Peran Kekeringan dan Perubahan Iklim
Pemerintah daerah menyebut wilayah terdampak sedang mengalami kekeringan terparah sejak pertengahan abad ke-20. Kondisi ini sejalan dengan temuan ilmiah global yang menyatakan bahwa perubahan iklim meningkatkan frekuensi dan intensitas kebakaran hutan. Pemanasan global memperpanjang musim kering dan menurunkan kelembapan vegetasi, sehingga hutan menjadi lebih mudah terbakar.
Laporan lembaga iklim internasional menegaskan bahwa wilayah lintang menengah dan selatan, termasuk Amerika Selatan, mengalami peningkatan risiko kebakaran akibat anomali suhu dan pola curah hujan yang berubah. Dalam konteks ini, kebakaran di Patagonia dapat dipandang sebagai bagian dari tren global yang lebih luas.
Evakuasi dan Respons Pemerintah
Untuk mengendalikan situasi, pemerintah Argentina mengerahkan lebih dari 500 personel pemadam kebakaran dari berbagai provinsi. Hingga awal pekan, sebagian besar titik api berhasil dikendalikan, meskipun beberapa area masih berada dalam status siaga. Hujan ringan yang turun di beberapa lokasi memberikan sedikit kelegaan, namun otoritas menegaskan bahwa kondisi tetap rapuh dan berpotensi memburuk jika cuaca ekstrem kembali terjadi.
Evakuasi massal dilakukan sebagai langkah pencegahan, mengingat kebakaran berkembang cepat dan sulit diprediksi. Dalam kajian manajemen bencana modern, evakuasi dini terbukti secara signifikan menurunkan angka korban jiwa pada peristiwa kebakaran hutan besar.

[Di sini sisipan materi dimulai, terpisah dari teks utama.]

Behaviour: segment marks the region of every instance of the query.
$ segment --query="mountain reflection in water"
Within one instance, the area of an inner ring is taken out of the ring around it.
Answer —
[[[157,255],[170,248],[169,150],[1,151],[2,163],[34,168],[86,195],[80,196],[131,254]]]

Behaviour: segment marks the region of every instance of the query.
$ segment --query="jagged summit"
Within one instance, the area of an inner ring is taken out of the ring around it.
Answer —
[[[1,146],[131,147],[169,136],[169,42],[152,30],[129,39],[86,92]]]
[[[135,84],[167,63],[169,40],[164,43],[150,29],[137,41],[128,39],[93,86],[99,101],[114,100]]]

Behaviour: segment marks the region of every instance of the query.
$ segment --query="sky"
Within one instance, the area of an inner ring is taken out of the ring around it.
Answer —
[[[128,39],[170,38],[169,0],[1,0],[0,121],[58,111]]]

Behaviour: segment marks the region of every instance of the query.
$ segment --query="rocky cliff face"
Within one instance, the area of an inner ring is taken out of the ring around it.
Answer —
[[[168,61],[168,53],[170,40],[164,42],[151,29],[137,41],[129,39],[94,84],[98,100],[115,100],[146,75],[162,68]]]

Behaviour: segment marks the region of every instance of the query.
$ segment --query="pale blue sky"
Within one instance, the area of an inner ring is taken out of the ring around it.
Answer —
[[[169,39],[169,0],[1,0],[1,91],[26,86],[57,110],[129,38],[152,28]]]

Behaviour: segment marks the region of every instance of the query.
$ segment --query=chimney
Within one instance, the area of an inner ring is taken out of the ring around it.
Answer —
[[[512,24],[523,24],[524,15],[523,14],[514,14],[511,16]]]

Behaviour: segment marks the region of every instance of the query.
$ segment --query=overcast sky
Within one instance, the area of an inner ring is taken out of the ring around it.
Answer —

Kebijakan Tata Guna Lahan dalam Sorotan
Kebakaran ini juga terjadi tidak lama setelah pemerintah Argentina mengumumkan perubahan kebijakan terkait hukum pertanahan dan kehutanan. Salah satu perubahan penting adalah pencabutan pembatasan lama yang melarang perubahan fungsi lahan dalam jangka panjang setelah kebakaran. Kebijakan tersebut menuai perhatian luas karena, dalam perspektif lingkungan, regulasi pascakebakaran berperan penting dalam mencegah pembakaran yang bermotif ekonomi.
Berbagai studi internasional menunjukkan bahwa perlindungan ketat terhadap lahan pascakebakaran dapat menekan risiko kebakaran berulang dan spekulasi lahan. Tanpa pengawasan yang kuat, tekanan ekonomi terhadap lahan justru berpotensi memperparah kerusakan lingkungan.